# Honda 3000 generator eco mode issues



## airfixer (Jun 30, 2019)

Good afternoon,

A friend borrowed by generator and I believe it got turned upside down. It still runs fine in regular mode. It will run one hour in eco mode and then shut off. Does anyone have any experience or insight on why it would be shutting down? I have never had issues with the generator until now.


----------



## RedOctobyr (Aug 8, 2018)

When it dies in Eco mode, how does it stall? Suddenly, like you turned off the Run switch? Does it start to smoke, like it's running rich? Does it start to sputter, like running out of gas?

Nothing comes up mind that would relate to the unit being turned upside down.


----------



## Predator (Sep 19, 2017)

Also, some have an electronic stepper motor governor and some use a mechanical governor. Do you know which yours has?

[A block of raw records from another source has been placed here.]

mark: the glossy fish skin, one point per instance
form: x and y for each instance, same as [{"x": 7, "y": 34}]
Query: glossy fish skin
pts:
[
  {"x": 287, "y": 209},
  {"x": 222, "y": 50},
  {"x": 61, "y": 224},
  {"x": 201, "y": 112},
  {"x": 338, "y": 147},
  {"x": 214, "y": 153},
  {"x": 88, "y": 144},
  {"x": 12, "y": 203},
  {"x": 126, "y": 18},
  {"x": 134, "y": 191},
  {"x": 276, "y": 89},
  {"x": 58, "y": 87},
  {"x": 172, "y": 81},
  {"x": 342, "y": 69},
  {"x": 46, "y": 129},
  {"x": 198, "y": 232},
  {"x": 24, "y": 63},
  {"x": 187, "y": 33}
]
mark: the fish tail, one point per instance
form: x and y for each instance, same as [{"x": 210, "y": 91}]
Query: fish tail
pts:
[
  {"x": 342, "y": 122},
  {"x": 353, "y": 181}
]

If it runs fine in regular mode, that probably rules out fuel flow issues. (As far as a restriction)
Except...in regular mode it runs on the Main Jet and in ECO mode it can fluctuate between the Pilot jet and transfer ports and Main jet.

Try this....
Run it in ECO mode until it shuts off. Pull the spark plug. Is it wet? Oily?
Possibly the roll over whacked the float level out of adjustment and when it runs in ECO mode it slowly floods the motor with too much fuel. whereas in Regular mode there is enough airflow and heat to compensate

If nothing there....

Unplug the oil sensor (after making sure you have the correct amount of oil in it) and see if it still shuts off.
Lastly and most importantly.....never loan out your tools. They ALWAYS come back broken ;-)

.
.
.


----------